“Of course we aren’t angry,” Trixie said, relieved. “I was scared that night, though. I saw you. I went back for my notebook just in time to see you get into your car and leave. We thought you were thieves.”
“Hakaito brothers
not
thieves,” Oto said quickly. “Good vegetable gardeners, not thieves. Why you not call to us? We come back.”
“I was too scared,” Trixie said. “I’m relieved now, to know who it was.”
Oto Hakaito showed his white teeth in a broad smile. “Still cannot buy samurai swords?” he asked.
“No chance now,” said Trixie and Jim together. Then Jim went on, “We will see, however, that you have the fairest kind of a chance at the show.”
“I thank you very much,” said Oto Hakaito, bowing deeply as he turned to leave.

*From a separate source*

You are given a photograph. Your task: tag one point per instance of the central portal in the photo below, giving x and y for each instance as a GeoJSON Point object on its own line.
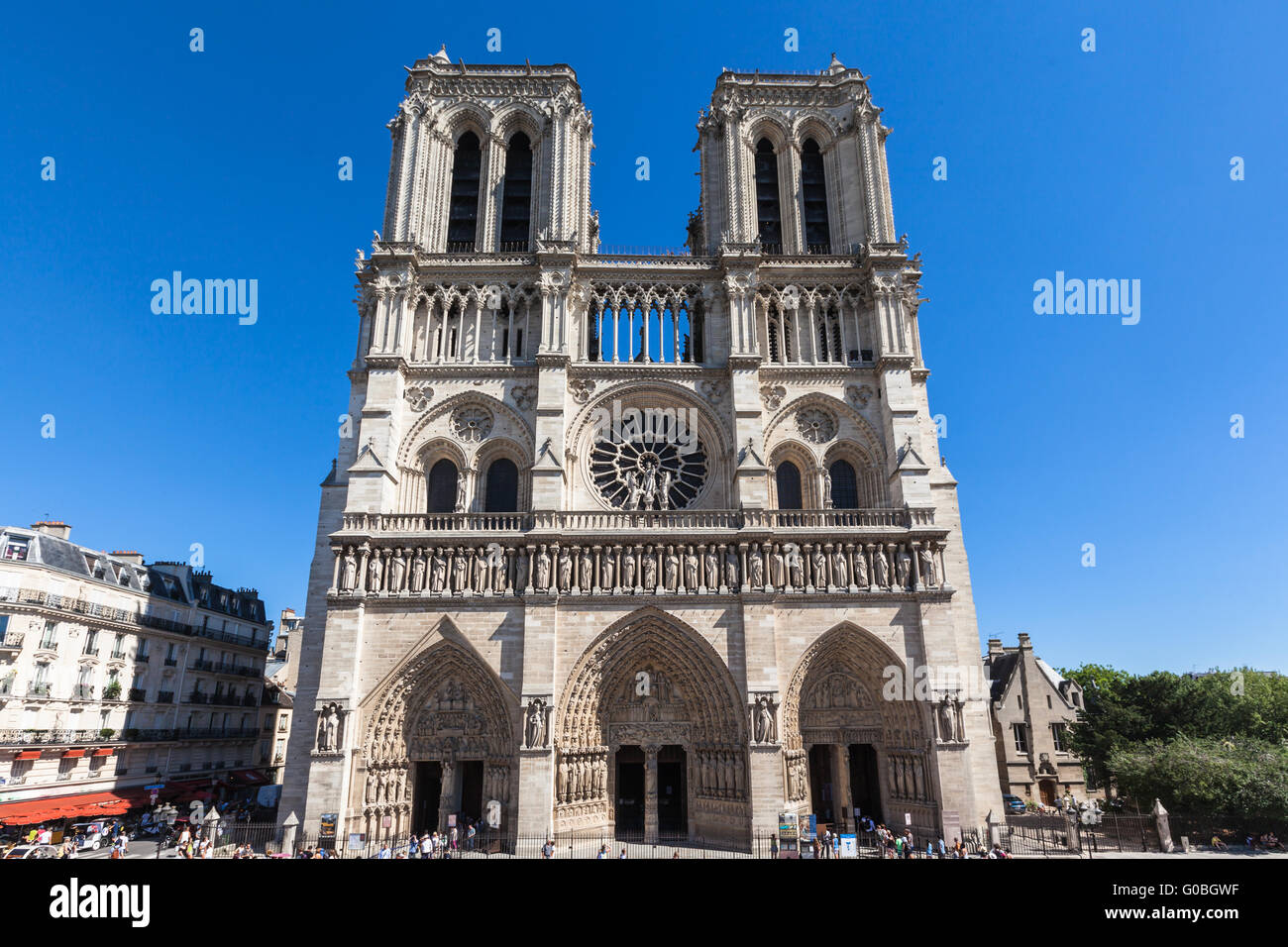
{"type": "Point", "coordinates": [673, 815]}
{"type": "Point", "coordinates": [428, 793]}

“Well,” Jim said, “that blows up your theory, Trixie, that the mysteries were related. I’m sure the Hakaito brothers had nothing to do with stealing the desk.”
“Who are the Hakaito brothers?” Brian asked. “Does anyone know?”
“I think they have a truck garden on the other side
of Sleepyside,” Honey answered. “And a produce shop in town. I’m pretty sure they are the ones who sell vegetables and fruits to our cook.”
“That figures,” said Mart. “That’s how they found out about the swords. I hope they are able to buy them. They belong in Tokyo if the Japanese think that much of them.”
“I think they do, too,” Trixie said. “But why would Honey’s family’s cook talk to Japanese gardeners about swords?”
“It could come about in the most natural way,” Mart answered. “Don’t imagine a lot of foreign intrigue. You are inadequately equipped to cope with a problem of such magnitude.”
Trixie snorted.
“Translated, Mart means you’ve enough to occupy your mind in this hemisphere,” Jim said. “Keep out of Asia!”
“You all make me tired,” Trixie said. “When something comes up, the rest of you just sit back and wonder and wish.
I
do something about it. Then you make fun of me. Why doesn’t someone else get busy and find out where that desk is, and who upset a little boy and gave him pneumonia?”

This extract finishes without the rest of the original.